Why Cheat India Review: Emraan turns Robin Hood of the academic world!

Emraan Hashmi has the gift of the gab. He has made a career out of playing crooked characters and unapologetically defending their lack of ethics in a manner so persuasive you won’t notice the glibness until you start thinking about it.

Why Cheat India milks this attribute to make him look like some kind of modern-day Robin Hood of the academic world.

Quite apt too considering Soumik Sen’s feebly directed commentary on academic frauds is not so much an exploration as it is a justification for all that is corrupting India’s faulty education system that opens with this quote from American astrophysicist Neil deGrasse Tyson — ‘When students cheat on exams it’s because our school system values grades more than students value learning’.

Although I seriously doubt if Tyson would agree forging degrees is the right way to go about reducing the intense pressure on students to perform or address the problematic nature of parental ambitions.

Why Cheat India cosmetically points out what is wrong with the system in its early few scenes set in late 1990s Jaunpur, Uttar Pradesh.

A teenager (an earnest, anxious Singdhadeep Chatterjee) hailing from a modest, standard small-town background — where the guy must top and girl (a compelling Shreya Dhanwanthary) must marry — sits for an engineering entrance exam in a classroom full of hopefuls desperate to succeed as the camera captures their superstitious faith in religion and rings.

Being treated like livestock reared for a purpose they may not necessarily seek is a sad state to be. And all those woeful statistics Why Cheat India cites at its end attest it is the fate met by an overwhelming percentage of young men and women in the country. Not to say this haphazard film gives any insight of their stress, shame or surrender.

Instead, you have a bunch of needy nerds lured into unethical tactics for big bucks by an ‘akalamand se nakalmand‘ peddling scamster Rocky (Hashmi) whose nine-to-five officergoer attire betrays his typical hero, baddie bashing instincts. Drugs and decadence are flimsily tossed side effects of its inconsistent narrative that travels all across UP to indicate the extent of Rocky’s network.

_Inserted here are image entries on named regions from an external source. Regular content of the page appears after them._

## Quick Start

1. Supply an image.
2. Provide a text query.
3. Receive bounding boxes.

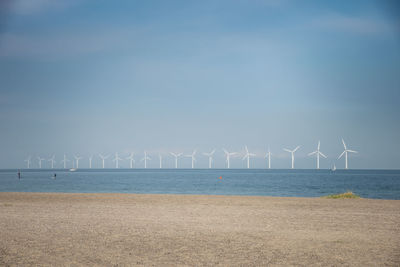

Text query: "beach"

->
[0,193,400,266]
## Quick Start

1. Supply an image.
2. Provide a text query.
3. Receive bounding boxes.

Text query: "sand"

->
[0,193,400,266]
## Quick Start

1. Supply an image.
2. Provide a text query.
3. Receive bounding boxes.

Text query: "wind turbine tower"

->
[203,149,215,169]
[113,152,122,169]
[74,155,82,169]
[265,147,272,169]
[99,154,110,169]
[185,150,196,169]
[126,152,135,169]
[38,156,44,169]
[283,146,300,169]
[222,148,237,169]
[49,155,56,169]
[89,155,93,169]
[170,152,182,169]
[338,138,358,170]
[61,154,69,169]
[24,156,31,169]
[308,141,327,170]
[141,151,151,169]
[158,153,162,169]
[242,146,256,169]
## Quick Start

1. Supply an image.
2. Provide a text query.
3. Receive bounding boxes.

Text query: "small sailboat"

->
[331,164,336,172]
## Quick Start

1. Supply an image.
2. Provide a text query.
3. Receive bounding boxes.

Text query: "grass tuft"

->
[323,191,361,199]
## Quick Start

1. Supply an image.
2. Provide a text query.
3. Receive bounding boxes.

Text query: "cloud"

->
[0,29,134,60]
[311,14,394,35]
[10,0,78,15]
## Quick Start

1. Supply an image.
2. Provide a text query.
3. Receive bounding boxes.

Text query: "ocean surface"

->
[0,169,400,199]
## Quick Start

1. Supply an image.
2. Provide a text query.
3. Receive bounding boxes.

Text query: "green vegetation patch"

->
[323,191,361,199]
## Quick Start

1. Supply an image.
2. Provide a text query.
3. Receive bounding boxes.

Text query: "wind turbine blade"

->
[308,151,318,156]
[342,138,347,150]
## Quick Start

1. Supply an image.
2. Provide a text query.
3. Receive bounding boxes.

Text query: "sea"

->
[0,169,400,199]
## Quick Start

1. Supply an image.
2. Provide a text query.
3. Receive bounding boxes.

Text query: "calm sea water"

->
[0,169,400,199]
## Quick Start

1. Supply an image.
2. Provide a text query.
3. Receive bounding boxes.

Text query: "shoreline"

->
[0,192,400,266]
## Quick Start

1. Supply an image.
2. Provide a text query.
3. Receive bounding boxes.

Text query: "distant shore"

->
[0,193,400,266]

When not smugly propagating how poor, brilliant minds making money out of rich chumps is social service or directing snark at one of the nation’s most hallowed institutions, Why Cheat India wanders off to introduce Hashmi’s cinematic staples — a complicated love life, an imminent lip lock and lilting melodies. Director Soumik Sen throws in some daddy issues for variation.

Most of it serves no purpose. If anything, it just makes the terribly choppy editing all the more conspicuous. Ditto for the tonal shifts, which jump from Ashutosh Gowarikar to Abbas Mustan without a moment’s notice. In smarter fare, the climatic twist might actually work, but in this bumbling, digressive mishmash, it is plain gimmick.

There are some bright spots. The actors are spunky. The milieu feels authentic. But the script is all over the place and lacks nuance or coherence to balance its problems with its purpose and air any real grievance.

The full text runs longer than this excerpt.